Si les perches et les chevesnes semblent être les deux espèces prédominantes, le brochet reste l’espèce reine dans ces eaux. Les faibles profondeurs et la nature sauvage de ces rivières facilitent encore la reproduction. Bien que le biotope en lui-même ne puisse pas accueillir des quantités importantes de gros carnassiers, il a l’avantage de produire de nombreux poissons avec quelques spécimens.

Mais attention, je n’écris pas dans ces quelques lignes qu’il suffit de lancer un leurre pour décider nos amis carnassiers ; bien au contraire ! Par l’aspect même des lieux, l’inaccessibilité, la profondeur et la non fréquentation, le pêcheur se doit d’exercer des approches discrètes et précises pour ne pas effrayer les poissons postés. Souvent calés dans des faibles profondeurs, une approche hasardeuse et/ou trop rapide feront fuir les carnassiers en place. Tout doit être préparé et construit pour pouvoir aborder sereinement ces milieux. Pour cela reprenons un à un les points clés à ne pas oublier…

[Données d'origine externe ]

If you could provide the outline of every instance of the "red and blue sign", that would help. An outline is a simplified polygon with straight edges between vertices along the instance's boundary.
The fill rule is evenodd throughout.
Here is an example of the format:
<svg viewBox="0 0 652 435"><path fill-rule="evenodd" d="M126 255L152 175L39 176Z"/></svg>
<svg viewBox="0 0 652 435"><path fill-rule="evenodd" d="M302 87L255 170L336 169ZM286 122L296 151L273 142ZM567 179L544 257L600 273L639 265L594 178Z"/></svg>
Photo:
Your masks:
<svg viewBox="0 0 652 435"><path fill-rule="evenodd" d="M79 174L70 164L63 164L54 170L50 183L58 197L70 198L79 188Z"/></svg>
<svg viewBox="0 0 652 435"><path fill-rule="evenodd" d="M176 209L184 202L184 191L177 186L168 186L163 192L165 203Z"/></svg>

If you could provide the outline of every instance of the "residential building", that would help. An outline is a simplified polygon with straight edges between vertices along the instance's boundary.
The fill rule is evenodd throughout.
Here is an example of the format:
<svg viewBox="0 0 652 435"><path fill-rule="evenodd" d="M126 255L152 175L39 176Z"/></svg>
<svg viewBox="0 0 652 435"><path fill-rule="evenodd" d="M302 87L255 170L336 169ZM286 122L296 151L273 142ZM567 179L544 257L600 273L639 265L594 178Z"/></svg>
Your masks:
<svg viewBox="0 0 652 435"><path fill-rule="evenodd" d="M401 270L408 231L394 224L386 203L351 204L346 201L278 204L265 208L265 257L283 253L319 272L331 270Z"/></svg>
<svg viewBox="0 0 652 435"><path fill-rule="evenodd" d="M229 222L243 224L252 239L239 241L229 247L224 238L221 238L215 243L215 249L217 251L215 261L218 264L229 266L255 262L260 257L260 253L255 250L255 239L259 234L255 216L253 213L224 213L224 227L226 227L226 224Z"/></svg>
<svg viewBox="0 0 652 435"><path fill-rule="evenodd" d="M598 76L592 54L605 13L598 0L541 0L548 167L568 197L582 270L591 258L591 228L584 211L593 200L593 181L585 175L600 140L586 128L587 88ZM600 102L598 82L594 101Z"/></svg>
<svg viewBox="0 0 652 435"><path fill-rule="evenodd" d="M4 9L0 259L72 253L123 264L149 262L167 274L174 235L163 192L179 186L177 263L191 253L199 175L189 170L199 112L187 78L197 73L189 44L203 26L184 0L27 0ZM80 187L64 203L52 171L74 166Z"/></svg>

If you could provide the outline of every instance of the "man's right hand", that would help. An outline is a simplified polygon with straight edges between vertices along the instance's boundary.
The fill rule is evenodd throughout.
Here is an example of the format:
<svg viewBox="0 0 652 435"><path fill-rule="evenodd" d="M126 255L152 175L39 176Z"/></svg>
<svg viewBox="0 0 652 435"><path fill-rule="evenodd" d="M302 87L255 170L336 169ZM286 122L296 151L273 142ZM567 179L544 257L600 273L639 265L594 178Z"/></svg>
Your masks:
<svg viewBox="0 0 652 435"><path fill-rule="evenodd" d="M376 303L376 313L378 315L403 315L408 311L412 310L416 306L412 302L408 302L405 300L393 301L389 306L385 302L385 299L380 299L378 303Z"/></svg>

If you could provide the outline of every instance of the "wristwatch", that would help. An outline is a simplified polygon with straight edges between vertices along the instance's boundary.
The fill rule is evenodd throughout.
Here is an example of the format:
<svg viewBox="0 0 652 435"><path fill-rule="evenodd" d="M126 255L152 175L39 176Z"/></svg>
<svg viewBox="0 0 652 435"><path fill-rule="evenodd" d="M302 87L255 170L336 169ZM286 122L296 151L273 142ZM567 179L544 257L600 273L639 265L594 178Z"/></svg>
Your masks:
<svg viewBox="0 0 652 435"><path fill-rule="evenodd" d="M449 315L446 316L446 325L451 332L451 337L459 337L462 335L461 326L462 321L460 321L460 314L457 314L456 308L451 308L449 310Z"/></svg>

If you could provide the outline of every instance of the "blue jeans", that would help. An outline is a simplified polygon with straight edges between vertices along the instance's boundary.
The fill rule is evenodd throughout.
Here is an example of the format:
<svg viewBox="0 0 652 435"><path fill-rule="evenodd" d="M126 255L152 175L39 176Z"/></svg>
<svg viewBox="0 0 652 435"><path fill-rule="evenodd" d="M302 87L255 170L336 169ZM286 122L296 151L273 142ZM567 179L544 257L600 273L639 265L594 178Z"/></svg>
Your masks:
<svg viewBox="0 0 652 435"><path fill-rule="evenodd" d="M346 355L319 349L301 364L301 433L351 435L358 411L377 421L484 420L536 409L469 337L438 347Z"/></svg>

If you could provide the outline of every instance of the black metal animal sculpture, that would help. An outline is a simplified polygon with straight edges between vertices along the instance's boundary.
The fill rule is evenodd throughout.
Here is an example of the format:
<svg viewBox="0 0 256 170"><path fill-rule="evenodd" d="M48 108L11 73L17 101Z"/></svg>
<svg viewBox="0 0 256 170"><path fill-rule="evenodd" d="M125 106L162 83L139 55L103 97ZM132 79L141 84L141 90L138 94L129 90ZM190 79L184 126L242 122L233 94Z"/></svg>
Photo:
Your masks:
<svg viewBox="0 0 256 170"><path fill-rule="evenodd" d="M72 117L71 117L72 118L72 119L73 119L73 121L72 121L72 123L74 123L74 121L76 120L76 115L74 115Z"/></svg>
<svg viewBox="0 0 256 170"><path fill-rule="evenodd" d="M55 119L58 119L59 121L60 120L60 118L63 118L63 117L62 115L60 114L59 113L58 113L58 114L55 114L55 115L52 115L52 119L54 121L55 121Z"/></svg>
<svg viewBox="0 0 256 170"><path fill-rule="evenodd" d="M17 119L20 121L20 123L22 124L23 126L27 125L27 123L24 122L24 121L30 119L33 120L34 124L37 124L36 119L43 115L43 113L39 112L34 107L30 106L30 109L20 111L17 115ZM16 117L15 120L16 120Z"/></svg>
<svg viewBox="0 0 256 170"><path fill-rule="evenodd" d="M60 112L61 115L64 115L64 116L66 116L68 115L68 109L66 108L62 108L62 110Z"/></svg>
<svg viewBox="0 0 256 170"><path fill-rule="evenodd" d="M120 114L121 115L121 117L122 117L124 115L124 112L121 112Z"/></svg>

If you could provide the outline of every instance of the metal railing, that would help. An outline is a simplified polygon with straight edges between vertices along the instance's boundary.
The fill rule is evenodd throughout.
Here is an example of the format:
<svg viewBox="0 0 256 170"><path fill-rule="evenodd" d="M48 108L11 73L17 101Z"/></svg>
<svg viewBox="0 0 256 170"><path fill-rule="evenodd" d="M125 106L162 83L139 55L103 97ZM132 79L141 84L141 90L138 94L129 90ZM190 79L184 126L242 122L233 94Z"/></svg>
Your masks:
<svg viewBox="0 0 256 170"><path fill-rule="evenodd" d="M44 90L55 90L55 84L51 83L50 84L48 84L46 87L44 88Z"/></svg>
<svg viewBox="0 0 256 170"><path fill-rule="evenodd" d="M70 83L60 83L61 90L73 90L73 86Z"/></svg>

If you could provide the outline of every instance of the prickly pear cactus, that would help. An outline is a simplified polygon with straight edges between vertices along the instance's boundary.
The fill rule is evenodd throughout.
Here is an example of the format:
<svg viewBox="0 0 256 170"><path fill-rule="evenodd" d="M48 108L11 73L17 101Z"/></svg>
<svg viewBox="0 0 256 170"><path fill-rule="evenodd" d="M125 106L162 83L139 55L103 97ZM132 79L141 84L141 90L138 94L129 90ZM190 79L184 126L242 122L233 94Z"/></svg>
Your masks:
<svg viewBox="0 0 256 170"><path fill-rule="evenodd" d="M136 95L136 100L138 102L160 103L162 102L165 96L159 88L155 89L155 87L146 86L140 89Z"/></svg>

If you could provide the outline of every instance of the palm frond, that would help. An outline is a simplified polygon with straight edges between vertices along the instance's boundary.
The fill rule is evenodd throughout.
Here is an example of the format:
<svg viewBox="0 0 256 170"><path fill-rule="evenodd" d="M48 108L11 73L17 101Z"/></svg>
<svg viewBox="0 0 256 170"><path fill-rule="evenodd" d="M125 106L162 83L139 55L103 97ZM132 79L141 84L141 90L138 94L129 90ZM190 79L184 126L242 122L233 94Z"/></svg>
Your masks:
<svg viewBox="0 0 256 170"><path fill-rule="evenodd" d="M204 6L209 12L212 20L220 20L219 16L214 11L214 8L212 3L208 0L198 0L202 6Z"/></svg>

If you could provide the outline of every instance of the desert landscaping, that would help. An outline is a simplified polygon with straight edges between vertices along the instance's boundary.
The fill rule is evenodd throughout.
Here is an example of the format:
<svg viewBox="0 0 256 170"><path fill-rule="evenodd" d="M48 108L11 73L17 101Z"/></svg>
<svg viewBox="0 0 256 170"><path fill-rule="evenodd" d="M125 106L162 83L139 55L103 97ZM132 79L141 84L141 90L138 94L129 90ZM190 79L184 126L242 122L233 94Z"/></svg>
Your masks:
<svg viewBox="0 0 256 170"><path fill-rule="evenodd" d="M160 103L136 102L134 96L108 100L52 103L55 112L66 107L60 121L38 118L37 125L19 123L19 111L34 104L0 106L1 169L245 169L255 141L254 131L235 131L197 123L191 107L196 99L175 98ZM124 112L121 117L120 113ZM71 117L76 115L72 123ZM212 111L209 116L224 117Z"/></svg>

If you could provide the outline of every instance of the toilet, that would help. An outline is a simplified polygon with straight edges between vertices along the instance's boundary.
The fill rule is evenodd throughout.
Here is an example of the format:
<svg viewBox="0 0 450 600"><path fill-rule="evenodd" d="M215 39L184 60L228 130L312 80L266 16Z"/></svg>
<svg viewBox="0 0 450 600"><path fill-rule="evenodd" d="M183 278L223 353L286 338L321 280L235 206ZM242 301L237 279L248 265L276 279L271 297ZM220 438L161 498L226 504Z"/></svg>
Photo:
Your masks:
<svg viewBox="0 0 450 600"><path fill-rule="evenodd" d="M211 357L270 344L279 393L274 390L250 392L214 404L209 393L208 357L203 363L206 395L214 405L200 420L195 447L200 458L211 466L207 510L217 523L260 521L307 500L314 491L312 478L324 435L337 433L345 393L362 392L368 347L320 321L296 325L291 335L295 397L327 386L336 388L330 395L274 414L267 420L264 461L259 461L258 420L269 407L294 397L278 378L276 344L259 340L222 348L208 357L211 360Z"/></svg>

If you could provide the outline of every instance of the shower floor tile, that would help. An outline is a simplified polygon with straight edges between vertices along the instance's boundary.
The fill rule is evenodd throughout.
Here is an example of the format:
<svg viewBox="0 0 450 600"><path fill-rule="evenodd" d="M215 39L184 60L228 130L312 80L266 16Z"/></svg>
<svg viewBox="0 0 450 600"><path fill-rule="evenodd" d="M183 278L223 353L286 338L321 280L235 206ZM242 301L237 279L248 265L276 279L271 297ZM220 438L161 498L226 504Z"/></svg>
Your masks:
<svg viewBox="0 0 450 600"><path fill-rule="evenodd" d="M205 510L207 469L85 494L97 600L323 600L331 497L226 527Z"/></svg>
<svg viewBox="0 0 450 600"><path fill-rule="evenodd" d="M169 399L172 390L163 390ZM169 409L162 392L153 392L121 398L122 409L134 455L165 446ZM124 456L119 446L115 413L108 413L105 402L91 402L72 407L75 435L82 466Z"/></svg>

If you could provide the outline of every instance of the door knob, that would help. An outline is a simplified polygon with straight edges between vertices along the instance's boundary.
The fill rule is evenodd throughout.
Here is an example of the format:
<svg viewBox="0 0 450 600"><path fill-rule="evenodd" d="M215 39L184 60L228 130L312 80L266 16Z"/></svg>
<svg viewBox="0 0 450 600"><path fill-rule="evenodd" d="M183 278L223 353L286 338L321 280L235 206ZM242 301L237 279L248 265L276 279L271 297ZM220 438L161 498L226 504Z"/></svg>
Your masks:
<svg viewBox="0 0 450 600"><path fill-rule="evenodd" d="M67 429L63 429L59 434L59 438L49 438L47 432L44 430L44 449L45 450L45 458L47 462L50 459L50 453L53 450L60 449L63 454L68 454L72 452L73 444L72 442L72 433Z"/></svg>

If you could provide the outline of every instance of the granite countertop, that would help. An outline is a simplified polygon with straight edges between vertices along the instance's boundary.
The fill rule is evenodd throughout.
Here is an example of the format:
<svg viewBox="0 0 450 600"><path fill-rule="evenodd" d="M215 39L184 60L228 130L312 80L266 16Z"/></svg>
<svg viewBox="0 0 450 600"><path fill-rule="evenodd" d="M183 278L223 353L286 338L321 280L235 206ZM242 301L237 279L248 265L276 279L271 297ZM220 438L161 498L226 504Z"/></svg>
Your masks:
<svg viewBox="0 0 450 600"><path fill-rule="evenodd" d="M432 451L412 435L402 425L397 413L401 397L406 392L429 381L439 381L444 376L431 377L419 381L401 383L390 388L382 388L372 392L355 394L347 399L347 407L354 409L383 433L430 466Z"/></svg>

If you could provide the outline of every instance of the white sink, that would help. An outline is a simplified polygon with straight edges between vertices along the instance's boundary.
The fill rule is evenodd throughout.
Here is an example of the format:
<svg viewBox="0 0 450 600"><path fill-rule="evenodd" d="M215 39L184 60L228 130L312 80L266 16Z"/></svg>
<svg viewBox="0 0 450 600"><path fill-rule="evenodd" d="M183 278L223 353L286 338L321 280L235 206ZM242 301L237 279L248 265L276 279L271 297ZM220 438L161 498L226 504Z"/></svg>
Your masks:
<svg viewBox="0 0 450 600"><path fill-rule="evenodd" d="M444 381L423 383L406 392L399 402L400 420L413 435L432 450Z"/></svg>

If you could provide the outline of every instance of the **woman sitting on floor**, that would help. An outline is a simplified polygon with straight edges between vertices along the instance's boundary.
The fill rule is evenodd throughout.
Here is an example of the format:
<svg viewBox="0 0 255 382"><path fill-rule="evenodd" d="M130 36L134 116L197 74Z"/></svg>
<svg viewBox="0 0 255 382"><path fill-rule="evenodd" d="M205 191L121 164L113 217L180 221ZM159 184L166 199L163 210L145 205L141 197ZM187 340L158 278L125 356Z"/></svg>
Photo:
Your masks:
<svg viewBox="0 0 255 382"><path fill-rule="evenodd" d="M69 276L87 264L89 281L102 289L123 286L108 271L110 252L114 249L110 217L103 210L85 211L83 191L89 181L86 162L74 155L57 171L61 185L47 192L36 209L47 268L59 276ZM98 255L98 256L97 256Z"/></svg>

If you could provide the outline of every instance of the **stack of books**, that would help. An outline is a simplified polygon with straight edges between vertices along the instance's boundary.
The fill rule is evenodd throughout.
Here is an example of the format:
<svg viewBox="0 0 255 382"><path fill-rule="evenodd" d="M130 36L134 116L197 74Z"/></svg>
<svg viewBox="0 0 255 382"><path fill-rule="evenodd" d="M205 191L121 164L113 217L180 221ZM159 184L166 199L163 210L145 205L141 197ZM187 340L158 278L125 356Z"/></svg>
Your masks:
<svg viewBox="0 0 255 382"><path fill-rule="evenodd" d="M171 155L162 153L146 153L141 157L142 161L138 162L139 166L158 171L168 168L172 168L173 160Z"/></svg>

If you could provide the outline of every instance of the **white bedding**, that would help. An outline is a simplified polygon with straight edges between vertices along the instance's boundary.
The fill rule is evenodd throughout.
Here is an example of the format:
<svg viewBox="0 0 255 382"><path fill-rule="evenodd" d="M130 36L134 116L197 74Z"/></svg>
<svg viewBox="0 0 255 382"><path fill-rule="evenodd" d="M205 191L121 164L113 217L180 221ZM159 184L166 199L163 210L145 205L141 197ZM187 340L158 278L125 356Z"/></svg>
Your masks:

Tout d’abord, le pêcheur doit savoir voyager léger ! Une belle journée de pêche se résume bien souvent à battre beaucoup de terrains, les rivières n’étant pas très larges, il est fréquent de devoir arpenter 6 à 8km de berges. Entre haies, clôtures et zones encombrées à franchir, il est important de ne pas se surcharger. Pour cela l’utilisation d’une seule canne est recommandée, en général une puissance M est suffisante puisque l’idée n’est pas spécialement d’utiliser des gros leurres. En termes de moulinets, la légèreté prime une nouvelle fois. Des tailles 1000 à 2500 sont entièrement suffisantes puisque la contenance de fil ne nous intéresse pas (on lance rarement à plus de 20m). Garnis d’une tresse entre 12 et 15/100 et d’un fluoro de 24 à 28/100 selon l’espèce visée (terminaison en 60/100 minimum pour le brochet) et vous êtes parés à toutes les éventualités.

Au niveau des leurres, les profondeurs sont rarement très importantes (max 1,5m ou parfois plus dans les fosses) avec des lancers à courte distance sur des postes confinés. L’utilisation de gros leurres est selon moi inadaptée à moins de bien réussir à freiner son impact sur l’eau. Bien souvent, on lance sur le poisson avec des attaques réflexes sur les premiers mètres de récupération. L’effrayer à l’impact ne permettra qu’en de rares occasions de déclencher l’attaque.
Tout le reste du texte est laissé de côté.